Nevertheless, no remarks are ever mentioned regarding the way in
which those who are responsible for drawing up such ‘black’ lists of
respecting property rights, have they themselves paid their own debts
to those countries which they are under litigation with.
It is the very case of the Romanian scientist and inventor Ion
Basgan: there have always been neglected the official measures that
should have put an end to the illegal practices of Ion Basgan’s Patents
utilisation. These remarkable Patents of Ion Basgan, as a Romanian
citizen have been exploited, while Romania and Ion Basgan himself
could never benefit from their own rights.
Ion Basgan , the Romanian scientist, has always been a friendly
person and he knew how to establish and maintain a network, that had
been beneficent to whatever he would undertake to achieve.

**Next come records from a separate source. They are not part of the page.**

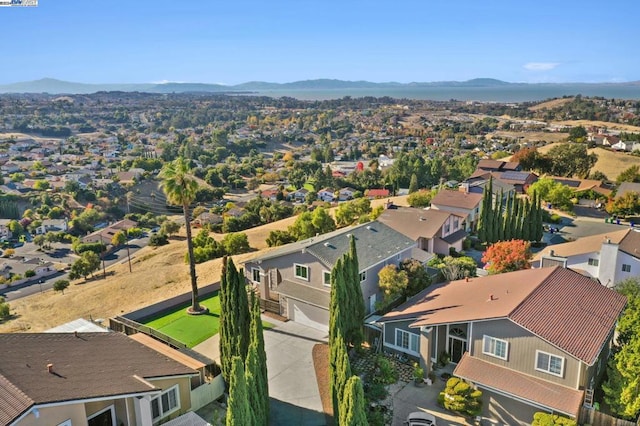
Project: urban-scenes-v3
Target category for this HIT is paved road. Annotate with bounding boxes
[0,237,149,301]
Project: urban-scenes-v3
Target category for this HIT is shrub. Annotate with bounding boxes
[438,377,482,416]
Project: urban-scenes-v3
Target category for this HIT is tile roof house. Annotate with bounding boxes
[244,221,424,330]
[378,208,468,255]
[532,228,640,287]
[0,333,198,426]
[378,267,626,424]
[431,190,482,231]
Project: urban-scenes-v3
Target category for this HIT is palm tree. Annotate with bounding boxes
[159,157,202,313]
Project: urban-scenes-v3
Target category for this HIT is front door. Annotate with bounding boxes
[449,337,467,364]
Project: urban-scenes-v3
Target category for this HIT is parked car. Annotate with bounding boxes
[404,411,436,426]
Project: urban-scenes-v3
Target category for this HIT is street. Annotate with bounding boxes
[0,235,149,302]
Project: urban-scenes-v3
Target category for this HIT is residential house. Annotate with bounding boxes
[318,188,336,202]
[378,267,626,425]
[367,189,391,200]
[378,208,467,255]
[244,221,421,330]
[0,332,198,426]
[338,187,358,201]
[532,228,640,287]
[289,188,309,203]
[431,190,482,231]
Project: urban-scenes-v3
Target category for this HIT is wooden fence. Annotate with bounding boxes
[578,407,640,426]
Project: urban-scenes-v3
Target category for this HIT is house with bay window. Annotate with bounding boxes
[377,266,626,424]
[244,221,420,330]
[0,332,205,426]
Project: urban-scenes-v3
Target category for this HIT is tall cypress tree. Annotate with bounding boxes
[227,356,254,426]
[245,292,269,426]
[219,258,250,383]
[339,376,368,426]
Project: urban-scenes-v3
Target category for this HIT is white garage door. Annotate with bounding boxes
[288,299,329,332]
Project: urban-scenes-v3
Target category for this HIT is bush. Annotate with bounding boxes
[149,234,169,247]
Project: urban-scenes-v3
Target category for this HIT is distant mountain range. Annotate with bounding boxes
[0,78,640,94]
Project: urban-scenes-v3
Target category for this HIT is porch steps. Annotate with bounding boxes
[584,388,593,408]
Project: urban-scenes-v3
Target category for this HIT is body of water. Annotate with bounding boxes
[253,84,640,102]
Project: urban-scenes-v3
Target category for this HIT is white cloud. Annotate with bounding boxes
[524,62,560,71]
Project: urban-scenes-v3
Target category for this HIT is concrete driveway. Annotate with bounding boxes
[264,318,327,426]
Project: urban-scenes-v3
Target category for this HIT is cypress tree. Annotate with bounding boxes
[343,235,365,348]
[227,356,254,426]
[245,292,269,426]
[339,376,368,426]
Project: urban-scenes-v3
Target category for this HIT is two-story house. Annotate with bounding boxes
[532,228,640,287]
[431,190,482,231]
[244,221,424,330]
[378,208,467,255]
[378,267,626,424]
[0,333,199,426]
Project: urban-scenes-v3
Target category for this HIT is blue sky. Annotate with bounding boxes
[0,0,640,84]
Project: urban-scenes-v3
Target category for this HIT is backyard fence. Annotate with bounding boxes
[109,316,187,349]
[578,407,640,426]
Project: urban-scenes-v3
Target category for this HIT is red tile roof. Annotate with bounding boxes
[453,353,584,417]
[509,267,627,365]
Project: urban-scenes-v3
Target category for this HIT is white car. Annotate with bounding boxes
[404,411,436,426]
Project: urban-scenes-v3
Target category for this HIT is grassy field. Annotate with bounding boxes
[145,293,273,348]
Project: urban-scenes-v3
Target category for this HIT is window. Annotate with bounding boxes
[151,385,180,422]
[396,328,419,354]
[294,264,309,281]
[536,351,564,377]
[482,336,509,360]
[322,271,331,287]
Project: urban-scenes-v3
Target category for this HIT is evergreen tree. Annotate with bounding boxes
[409,173,419,194]
[245,292,269,426]
[219,258,250,383]
[339,376,368,426]
[227,356,255,426]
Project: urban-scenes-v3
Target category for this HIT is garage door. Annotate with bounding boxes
[288,299,329,332]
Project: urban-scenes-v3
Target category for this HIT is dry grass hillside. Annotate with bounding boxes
[0,197,406,332]
[538,144,640,180]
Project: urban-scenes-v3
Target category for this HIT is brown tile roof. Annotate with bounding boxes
[509,267,627,365]
[381,268,553,326]
[380,267,626,365]
[378,208,462,241]
[0,375,33,425]
[453,353,584,417]
[431,190,482,210]
[533,229,631,261]
[0,333,197,422]
[620,230,640,259]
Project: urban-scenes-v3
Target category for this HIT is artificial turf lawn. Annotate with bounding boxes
[144,293,273,348]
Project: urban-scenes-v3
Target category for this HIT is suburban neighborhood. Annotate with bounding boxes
[0,92,640,426]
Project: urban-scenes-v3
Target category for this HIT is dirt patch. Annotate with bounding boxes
[311,343,333,426]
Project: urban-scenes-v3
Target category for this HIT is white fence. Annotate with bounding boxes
[191,374,224,411]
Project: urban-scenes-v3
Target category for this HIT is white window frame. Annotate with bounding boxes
[482,334,509,361]
[322,271,331,287]
[393,328,420,355]
[251,268,260,283]
[293,263,309,281]
[87,404,116,426]
[150,385,180,423]
[535,350,564,377]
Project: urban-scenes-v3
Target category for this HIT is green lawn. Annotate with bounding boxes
[144,293,273,348]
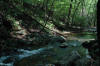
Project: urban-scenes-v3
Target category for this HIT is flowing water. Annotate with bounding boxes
[0,33,96,66]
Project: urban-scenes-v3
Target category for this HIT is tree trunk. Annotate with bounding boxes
[97,0,100,44]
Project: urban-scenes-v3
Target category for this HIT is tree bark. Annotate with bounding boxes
[97,0,100,44]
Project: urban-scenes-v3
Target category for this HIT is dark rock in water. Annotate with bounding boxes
[59,44,68,48]
[51,36,66,43]
[3,57,14,63]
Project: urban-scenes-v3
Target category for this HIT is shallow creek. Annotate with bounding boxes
[0,33,96,66]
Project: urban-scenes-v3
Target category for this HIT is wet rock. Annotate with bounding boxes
[59,44,68,48]
[51,36,66,43]
[3,57,15,63]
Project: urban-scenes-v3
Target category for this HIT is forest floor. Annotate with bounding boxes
[0,29,96,66]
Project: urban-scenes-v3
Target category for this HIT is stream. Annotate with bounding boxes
[0,33,96,66]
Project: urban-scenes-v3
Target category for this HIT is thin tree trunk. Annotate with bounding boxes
[97,0,100,44]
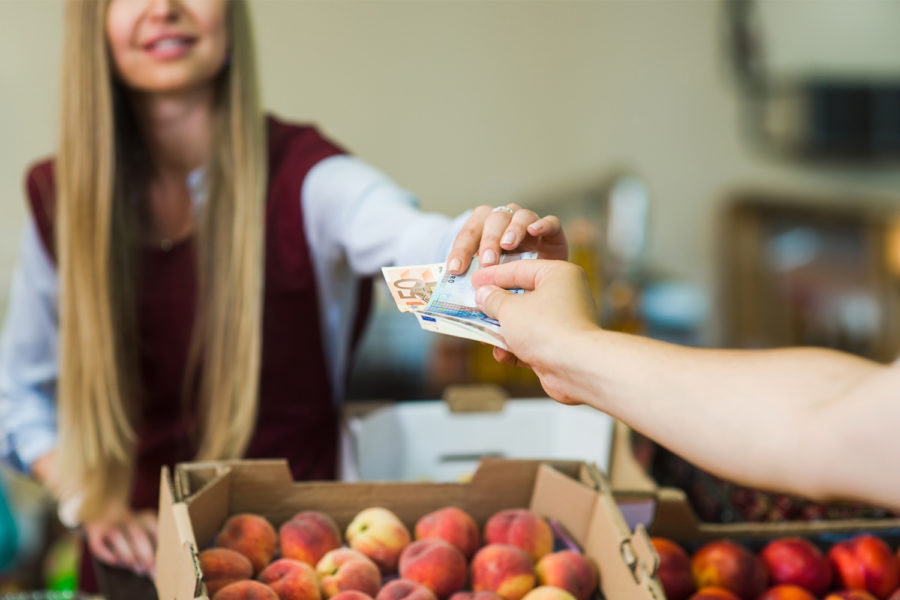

Unfortunately, that was not enough. The life story of this man and his
life struggle are an authentic testimony to the fact that sometimes
history and international interests overpower the intention to be useful
to a nation and earn an honest living through the mere creative power
of a man’s mind.
What was achieved especially after 1989, regarding the promotion
and the support of the Basgan case, it was mostly through the efforts
of those who appreciated the genius of Ion Basgan, namely Prof. Ion
Ştefănescu, the Director of the National Oil Museum of Ploieşti,
Dr. Eng. Nicolae Diaconescu, the Director of the Technical Museum
‘Engineer Dimitrie Leonida’, the journalist Haralambie Lerea and
others.
They succeeded to organise and hold a series of conferences,
that were intended to highlight the life and work of Ion Basgan, as
well as to set up a memorial stand of Ion Basgan at the Notional Oil
Museum of Ploieşti and the Technical Museum ‘Engineer Dimitrie
Leonida’ of Bucharest.
In Focşani, the School No 2 and the street where the inventor
was born were named by his own name.
But the most significant action, that was ever taken to the memory
of Ion Basgan, was the setting up of the Foundation ‘Ion Basgan’ and
the awarding of the ‘Ion Basgan’ Prize by the Technical Museum
‘Eng. Dimitrie Leonida’.
In guise of a conclusion, it may be stated that all these actions,
that have been carried out to the memory of the renowned Romanian
creator of the deep drilling are a proof, that there have always been
Romanians who will not forget forerunners and will sometimes do
even impossible things in order to render them homage, who will
always cherish their memory in their hearts.